Mom, in a boxy pantsuit with an asymmetrical haircut that gave her a futuristic look, returned from the pie tables, somehow managing to balance four plates while holding her phone under her ear. “Kids, take one.”
She had gotten off work early to attend this rally after Mr. Gu left her a cryptic message inviting us specially. The man had been impossible to reach these past few weeks. Mom said the campaign was keeping him busy. But she didn’t know he was being hunted by his brother, a magpie man who wouldn’t hesitate to take another run at the Chu family qi if given the chance.
This time, we were on the offense.
We each relieved Mom of a wedge, though only Bijal looked interested in eating his. If a pie could be charmed to hit someone, what other booby traps lay in those sugary sludges?
“There he is!” shouted someone.
Mr. Gu strode up the sidewalk toward a canvas-covered structure the size of a telephone booth parked on one corner. His style—Hawaiian shirt with palm trees and khaki shorts— always made him look younger than his sixtysomething years. Stepping onto a stage the size of a folding table, he applauded the cheering crowd.
Phones clicked, and people pressed in, held back by a couple private security guards, neither of whom was the mutant seagull-men bullies we called Bert and Ernie.
Mom’s warm presence bumped up next to me. “Doesn’t he look great?”
Mr. Gu didn’t look any different than he usually looked, though his shock of white hair looked extra combed and his red glasses looked extra shiny on his round, tanned face. His crinkled eyes along with an easy smile invited you to trust him. I’d always thought Mr. Gu was cool. He’d hired Mom as a paralegal before leaving their firm to open up Treasure, where he sold upcycled goods. Spotting us twenty feet away, he waved, and Mom gave him a thumbs-up.
Bijal scooped a bite of his apple pie into his mouth and chewed, the fuzz on his lip like a bouncing caterpillar. “Fruity fresh with a hint of cinnamon.

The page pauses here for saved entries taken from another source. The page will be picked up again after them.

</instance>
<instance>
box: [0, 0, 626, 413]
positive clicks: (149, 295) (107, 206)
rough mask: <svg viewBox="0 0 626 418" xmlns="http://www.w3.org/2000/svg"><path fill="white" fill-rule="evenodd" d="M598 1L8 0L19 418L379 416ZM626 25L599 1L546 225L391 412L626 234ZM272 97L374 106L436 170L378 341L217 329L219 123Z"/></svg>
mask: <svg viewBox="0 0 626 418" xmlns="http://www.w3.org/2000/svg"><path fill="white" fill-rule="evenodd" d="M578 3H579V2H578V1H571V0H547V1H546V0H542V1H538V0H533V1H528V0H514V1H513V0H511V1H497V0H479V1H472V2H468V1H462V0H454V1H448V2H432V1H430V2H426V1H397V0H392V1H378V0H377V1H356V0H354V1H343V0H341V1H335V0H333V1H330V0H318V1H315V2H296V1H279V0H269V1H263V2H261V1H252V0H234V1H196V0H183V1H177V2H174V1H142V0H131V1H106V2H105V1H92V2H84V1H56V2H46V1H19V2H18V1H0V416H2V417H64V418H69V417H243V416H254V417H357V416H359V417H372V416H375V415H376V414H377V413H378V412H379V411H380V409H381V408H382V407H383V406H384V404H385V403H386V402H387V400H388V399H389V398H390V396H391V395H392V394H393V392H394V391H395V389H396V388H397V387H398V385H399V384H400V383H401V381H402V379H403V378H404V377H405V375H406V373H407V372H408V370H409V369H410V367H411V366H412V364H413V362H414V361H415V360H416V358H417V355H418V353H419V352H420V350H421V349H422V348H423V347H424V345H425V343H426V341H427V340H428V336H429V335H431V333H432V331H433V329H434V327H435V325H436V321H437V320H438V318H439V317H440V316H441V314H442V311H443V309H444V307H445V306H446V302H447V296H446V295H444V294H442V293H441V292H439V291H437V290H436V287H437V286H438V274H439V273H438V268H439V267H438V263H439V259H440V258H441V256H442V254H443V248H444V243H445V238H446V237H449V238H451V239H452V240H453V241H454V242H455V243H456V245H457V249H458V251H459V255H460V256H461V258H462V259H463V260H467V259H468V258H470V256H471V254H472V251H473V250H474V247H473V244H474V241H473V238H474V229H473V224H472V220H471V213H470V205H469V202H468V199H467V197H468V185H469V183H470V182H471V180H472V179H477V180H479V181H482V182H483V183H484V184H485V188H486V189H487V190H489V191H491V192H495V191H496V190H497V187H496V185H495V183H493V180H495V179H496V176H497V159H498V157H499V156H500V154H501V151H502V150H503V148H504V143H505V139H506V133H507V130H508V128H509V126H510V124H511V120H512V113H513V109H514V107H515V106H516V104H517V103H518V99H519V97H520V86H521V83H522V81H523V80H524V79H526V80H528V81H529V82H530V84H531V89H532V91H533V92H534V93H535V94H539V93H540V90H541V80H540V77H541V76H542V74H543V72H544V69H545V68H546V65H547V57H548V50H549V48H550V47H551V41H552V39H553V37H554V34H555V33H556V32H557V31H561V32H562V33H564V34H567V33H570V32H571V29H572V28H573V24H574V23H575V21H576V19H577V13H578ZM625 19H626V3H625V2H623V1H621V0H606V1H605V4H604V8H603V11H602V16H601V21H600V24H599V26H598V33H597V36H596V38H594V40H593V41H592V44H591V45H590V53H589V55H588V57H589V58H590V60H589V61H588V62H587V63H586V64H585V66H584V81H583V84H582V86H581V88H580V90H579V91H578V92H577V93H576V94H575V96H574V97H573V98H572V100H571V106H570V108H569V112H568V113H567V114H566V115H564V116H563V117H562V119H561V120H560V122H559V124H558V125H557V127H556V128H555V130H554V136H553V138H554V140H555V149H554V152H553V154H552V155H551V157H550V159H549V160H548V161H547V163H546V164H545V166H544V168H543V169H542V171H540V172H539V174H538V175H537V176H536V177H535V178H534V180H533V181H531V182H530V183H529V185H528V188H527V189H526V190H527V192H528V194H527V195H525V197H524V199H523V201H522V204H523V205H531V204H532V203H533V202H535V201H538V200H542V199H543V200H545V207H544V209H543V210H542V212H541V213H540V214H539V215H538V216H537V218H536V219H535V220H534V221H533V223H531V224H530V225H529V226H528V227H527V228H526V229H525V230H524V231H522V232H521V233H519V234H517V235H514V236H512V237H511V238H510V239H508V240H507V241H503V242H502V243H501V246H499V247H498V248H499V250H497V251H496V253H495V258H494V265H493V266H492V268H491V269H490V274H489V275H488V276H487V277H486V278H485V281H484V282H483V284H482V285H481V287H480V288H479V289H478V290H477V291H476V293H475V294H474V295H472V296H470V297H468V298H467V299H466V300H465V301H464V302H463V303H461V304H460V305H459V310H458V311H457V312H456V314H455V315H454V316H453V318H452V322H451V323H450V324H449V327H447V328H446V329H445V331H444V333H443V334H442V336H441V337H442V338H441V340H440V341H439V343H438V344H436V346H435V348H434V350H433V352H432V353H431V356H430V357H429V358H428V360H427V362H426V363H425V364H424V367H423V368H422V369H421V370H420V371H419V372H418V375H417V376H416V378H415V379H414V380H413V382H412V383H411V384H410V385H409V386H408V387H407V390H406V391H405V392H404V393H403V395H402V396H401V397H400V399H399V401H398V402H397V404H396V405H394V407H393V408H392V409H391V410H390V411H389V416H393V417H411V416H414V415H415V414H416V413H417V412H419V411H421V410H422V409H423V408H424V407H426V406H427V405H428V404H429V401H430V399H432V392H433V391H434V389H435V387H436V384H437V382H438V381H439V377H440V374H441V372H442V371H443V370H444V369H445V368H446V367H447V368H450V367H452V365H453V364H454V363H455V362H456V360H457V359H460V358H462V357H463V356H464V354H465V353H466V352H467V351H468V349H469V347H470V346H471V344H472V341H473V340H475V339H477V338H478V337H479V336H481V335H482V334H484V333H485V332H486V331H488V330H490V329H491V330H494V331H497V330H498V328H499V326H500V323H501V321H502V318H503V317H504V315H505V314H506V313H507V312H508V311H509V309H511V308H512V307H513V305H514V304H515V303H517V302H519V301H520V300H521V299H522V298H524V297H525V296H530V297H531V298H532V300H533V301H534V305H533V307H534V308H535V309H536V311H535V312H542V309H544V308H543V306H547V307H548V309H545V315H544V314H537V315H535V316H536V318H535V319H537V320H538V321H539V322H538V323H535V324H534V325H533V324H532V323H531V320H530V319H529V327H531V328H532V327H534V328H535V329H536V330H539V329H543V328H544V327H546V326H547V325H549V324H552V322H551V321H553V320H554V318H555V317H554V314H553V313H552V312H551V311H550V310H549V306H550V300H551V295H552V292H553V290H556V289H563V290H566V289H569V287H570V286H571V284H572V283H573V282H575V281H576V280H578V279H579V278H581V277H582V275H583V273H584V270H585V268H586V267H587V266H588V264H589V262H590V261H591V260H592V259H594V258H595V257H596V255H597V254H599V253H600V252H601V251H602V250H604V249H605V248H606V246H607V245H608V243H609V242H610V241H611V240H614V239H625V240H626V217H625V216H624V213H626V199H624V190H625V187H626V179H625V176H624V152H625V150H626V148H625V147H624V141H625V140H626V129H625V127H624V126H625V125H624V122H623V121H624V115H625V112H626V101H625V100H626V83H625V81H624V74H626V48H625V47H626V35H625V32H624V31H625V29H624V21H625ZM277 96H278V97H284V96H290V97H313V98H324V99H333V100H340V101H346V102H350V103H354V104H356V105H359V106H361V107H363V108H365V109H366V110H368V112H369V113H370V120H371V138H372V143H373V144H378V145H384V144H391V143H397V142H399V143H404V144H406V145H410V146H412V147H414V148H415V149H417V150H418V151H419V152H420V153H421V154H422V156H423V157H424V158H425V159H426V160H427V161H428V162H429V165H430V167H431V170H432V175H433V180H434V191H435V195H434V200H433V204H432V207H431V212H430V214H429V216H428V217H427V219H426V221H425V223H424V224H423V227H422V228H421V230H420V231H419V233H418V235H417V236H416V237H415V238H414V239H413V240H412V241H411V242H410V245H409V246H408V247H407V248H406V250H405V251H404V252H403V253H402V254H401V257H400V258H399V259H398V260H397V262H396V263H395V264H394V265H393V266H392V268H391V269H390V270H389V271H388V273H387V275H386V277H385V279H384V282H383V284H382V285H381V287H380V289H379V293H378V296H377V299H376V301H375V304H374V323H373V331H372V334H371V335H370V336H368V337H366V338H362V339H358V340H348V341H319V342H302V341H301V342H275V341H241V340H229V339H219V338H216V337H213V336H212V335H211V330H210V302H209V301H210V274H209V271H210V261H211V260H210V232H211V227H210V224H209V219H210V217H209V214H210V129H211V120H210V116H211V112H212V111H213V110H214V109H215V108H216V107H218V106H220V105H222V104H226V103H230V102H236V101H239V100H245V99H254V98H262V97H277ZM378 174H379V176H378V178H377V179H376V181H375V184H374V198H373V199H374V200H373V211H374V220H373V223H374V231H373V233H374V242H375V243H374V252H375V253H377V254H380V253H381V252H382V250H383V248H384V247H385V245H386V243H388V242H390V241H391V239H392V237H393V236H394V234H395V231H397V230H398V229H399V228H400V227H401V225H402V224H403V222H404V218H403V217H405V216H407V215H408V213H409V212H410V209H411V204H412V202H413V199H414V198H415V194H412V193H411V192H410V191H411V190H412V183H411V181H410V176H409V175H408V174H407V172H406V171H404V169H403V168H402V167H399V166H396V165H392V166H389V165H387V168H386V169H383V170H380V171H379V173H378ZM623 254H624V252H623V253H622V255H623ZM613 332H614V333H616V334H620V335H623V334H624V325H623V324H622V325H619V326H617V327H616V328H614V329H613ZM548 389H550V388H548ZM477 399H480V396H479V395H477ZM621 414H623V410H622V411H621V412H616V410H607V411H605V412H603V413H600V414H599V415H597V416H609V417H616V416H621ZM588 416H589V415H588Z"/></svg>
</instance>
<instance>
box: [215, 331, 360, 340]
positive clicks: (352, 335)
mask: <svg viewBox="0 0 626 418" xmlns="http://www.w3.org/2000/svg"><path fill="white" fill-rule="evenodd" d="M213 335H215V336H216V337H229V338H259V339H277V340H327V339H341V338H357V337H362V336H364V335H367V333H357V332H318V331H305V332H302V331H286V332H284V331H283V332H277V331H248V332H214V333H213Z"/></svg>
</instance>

But it needs ice cream.”
“Give me that.” Cassa took the pie and sniffed it cautiously.
We all watched Bijal swallow. His square shoulders popped up. “It’s just pie.”
When Mom wasn’t watching, I dumped my pie into a trash can.
“Hello, everyone,” Mr. Gu’s friendly voice sailed from a pair of speakers. “I know I’m a newcomer to the mayor’s race and to politics, but I hope that’s a feather in my cap. In my work as an environmental lawyer, I’ve seen how people neglect this planet. Worse, I’ve seen how people neglect each other. We must change that.”
Clapping peppered the air. People pumped their signs.
“It gives me great pleasure to unveil my solution in the fight against inequality.” Mr. Gu pulled the canvas off the structure next to him, revealing a doorless, old-fashioned telephone booth, painted bright Javan magpie green.